# Campsite inspiration needed!



## ryguy (Feb 12, 2018)

Hey Guys, I'm currently struggling with figuring out what to do with my campsite and was hoping some of you guys could help me out! I know there's a thread for camp screenshots but I feel like it gets filled with screenshots of people using the event furniture, which I'm not too keen on using (idk why). I often find themes I like but there's only like 4 pieces of the furniture released (like the sweets theme I was going to use but it looked a bit silly with only 4 furniture items). Maybe some of you have used a theme and then added some other random items to tie it together? 

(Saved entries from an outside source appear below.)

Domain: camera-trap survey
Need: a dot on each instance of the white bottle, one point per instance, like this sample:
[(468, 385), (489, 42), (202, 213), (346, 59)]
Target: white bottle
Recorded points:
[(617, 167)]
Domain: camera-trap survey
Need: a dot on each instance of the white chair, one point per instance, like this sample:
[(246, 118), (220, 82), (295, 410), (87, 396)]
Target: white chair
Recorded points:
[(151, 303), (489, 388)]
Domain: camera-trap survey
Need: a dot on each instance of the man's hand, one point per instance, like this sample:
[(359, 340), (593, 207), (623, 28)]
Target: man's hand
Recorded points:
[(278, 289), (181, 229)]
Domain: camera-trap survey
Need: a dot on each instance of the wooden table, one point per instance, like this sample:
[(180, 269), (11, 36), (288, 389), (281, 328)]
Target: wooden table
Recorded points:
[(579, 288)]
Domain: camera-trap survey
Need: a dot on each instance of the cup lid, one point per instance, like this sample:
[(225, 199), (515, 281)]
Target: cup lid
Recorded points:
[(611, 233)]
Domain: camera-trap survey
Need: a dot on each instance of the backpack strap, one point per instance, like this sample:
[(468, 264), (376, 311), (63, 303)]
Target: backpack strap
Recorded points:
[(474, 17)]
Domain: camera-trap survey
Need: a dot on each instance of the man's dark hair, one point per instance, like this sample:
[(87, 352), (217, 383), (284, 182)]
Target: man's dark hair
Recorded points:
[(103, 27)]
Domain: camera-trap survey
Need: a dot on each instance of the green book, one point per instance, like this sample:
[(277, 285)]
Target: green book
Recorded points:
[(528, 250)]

Anyways, I just thought I'd ask to see if some of you could post some screenshots of your non-event campsites to help me out a little!
(If there's already a thread like this please let me know! Like I said I know there's one for screenshots but it gets a little repetitive with the furniture) 
Thanks!!


----------



## KaydeeKrunk (Feb 16, 2018)

These are old pictures but maybe you can get some inspo (I also highly suggest visiting other people's camps for inspiration.)





My "rustic" themed camp area, basically combining things that are red, with things that are wood. I think they make a great pairing and I can use pieces from the natural set, wood set, classic set, yadda yadda yadda.




My "cute" park area. Using some of the plant/yard items as well as lots of the toy/playground items. I think they go together rather nicely.




My red "kitchen" in my camper. Working on expanding slowly as I get money, but I did similar to outside, the red and wood stuff looks nice, and then just the kitchen stuff at the back, might add in some screens when I get a bit more room to separate the kitchen and dining areas.




Cute pink room. I love the cushions with the kotatsu and the wallpaper matches well, I might put in some lovely items once I get it expanded out more to include a bed and make it more into a real ROOM.


----------